Matriculation exams begin already in tenth grade and get progressively harder. FSU students are challenged by the matriculation process and Hebrew language as much or more than by the academic material.
The answer is Margins to Mainstream, a multi-year, school and family intervention project to prevent high school dropout from ninth through twelfth grades. IAIC transforms school’s facilities into Russian-speaking support centers, providing after-school enrichment and tutoring to students, and professional counseling and assistance to parents in collaboration with local social workers.
Present participants include 100 students from grades 9 to 12. Most originate from the Caucasus region and are characterized as "at-risk" by the school and by community services. A Brookdale Institute study reported that 40% lacked social contact with non-immigrant Israelis, and 25% lacked social contact outside their families altogether.

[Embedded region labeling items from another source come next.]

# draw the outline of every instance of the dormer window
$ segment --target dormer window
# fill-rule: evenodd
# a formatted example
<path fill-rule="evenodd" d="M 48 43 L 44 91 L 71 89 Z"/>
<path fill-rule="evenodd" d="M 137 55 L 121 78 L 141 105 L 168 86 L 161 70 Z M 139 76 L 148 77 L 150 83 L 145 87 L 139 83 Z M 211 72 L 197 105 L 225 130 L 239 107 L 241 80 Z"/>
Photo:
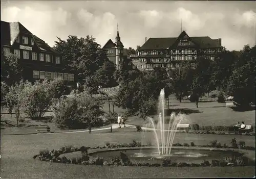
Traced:
<path fill-rule="evenodd" d="M 56 64 L 60 64 L 60 58 L 59 57 L 56 57 L 55 63 Z"/>
<path fill-rule="evenodd" d="M 16 39 L 16 42 L 19 43 L 19 36 L 17 37 L 17 38 Z"/>
<path fill-rule="evenodd" d="M 24 44 L 29 44 L 29 38 L 28 37 L 22 37 L 22 43 Z"/>

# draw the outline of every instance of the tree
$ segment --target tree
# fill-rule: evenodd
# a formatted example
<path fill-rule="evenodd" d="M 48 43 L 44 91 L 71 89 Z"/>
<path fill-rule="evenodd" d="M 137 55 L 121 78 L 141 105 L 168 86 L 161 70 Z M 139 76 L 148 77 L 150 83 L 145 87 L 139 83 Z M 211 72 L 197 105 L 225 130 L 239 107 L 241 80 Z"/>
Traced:
<path fill-rule="evenodd" d="M 47 79 L 42 82 L 36 82 L 33 85 L 25 86 L 23 95 L 24 100 L 21 108 L 23 113 L 32 120 L 41 118 L 54 103 L 55 89 Z"/>
<path fill-rule="evenodd" d="M 128 55 L 128 56 L 130 56 L 130 55 L 132 55 L 132 54 L 136 54 L 136 52 L 135 51 L 135 50 L 134 49 L 133 49 L 131 47 L 130 47 L 128 48 L 128 54 L 127 55 Z"/>
<path fill-rule="evenodd" d="M 55 97 L 59 99 L 59 103 L 60 103 L 61 96 L 63 95 L 70 93 L 70 89 L 67 86 L 67 83 L 61 79 L 55 79 L 52 81 L 50 83 L 52 85 L 52 89 L 54 90 Z"/>
<path fill-rule="evenodd" d="M 85 84 L 91 87 L 94 92 L 97 91 L 99 86 L 103 88 L 115 87 L 118 85 L 114 78 L 115 70 L 115 64 L 113 62 L 105 61 L 94 75 L 86 79 Z"/>
<path fill-rule="evenodd" d="M 1 57 L 1 81 L 10 86 L 18 82 L 22 78 L 22 68 L 17 57 L 13 54 Z"/>
<path fill-rule="evenodd" d="M 12 113 L 12 110 L 15 110 L 16 120 L 16 125 L 18 126 L 18 120 L 19 119 L 20 110 L 24 103 L 27 100 L 27 97 L 24 94 L 24 89 L 25 87 L 31 86 L 31 84 L 28 82 L 24 82 L 22 80 L 19 83 L 15 83 L 9 87 L 8 92 L 4 97 L 5 100 L 7 103 L 9 112 Z"/>
<path fill-rule="evenodd" d="M 209 90 L 207 91 L 209 91 L 214 86 L 226 93 L 228 80 L 238 55 L 237 52 L 223 50 L 212 62 L 212 72 L 211 80 L 208 81 Z"/>
<path fill-rule="evenodd" d="M 80 84 L 94 74 L 104 62 L 109 61 L 105 50 L 92 36 L 84 38 L 69 36 L 67 40 L 58 38 L 58 41 L 55 42 L 55 49 L 62 54 L 63 66 L 73 69 Z"/>
<path fill-rule="evenodd" d="M 200 57 L 197 59 L 195 69 L 193 70 L 193 77 L 190 90 L 197 108 L 198 108 L 199 97 L 202 97 L 206 91 L 208 68 L 210 64 L 209 60 L 207 58 Z"/>
<path fill-rule="evenodd" d="M 100 116 L 104 114 L 101 104 L 87 89 L 81 93 L 71 93 L 54 107 L 55 122 L 72 129 L 101 125 Z"/>
<path fill-rule="evenodd" d="M 115 120 L 116 120 L 117 115 L 115 112 L 112 112 L 111 111 L 109 111 L 105 113 L 105 118 L 110 122 L 110 132 L 112 133 L 112 123 L 114 123 Z"/>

A Learning Center offers supplemental tutoring and assistance with daily schoolwork and with matriculation materials. Since the majority of students come from low-income families, IAIC provides social and community activities. Communal participation and leadership activities include student gardening and concerts for retirement homes, and other activities which schools cannot afford, but which translate into critical success factors in a student’s self-esteem and growth. Group facilitators, teachers and a Russian-speaking educational counselor work at the school with the students and their parents..
The impact after 2 years of operation is that almost all have passed their matriculation exams to date, attendance, participation and behavior have dramatically improved and participants are integrating better into their community by joining sports clubs and other extra-curricular programming.
Two-year goals are:
• to raise the matriculation rates of FSU students in participating schools by 50%
• to develop a model program to be replicated in many locales with large immigrant populations
• to integrate this program into the national master plan of the Ministry of Education.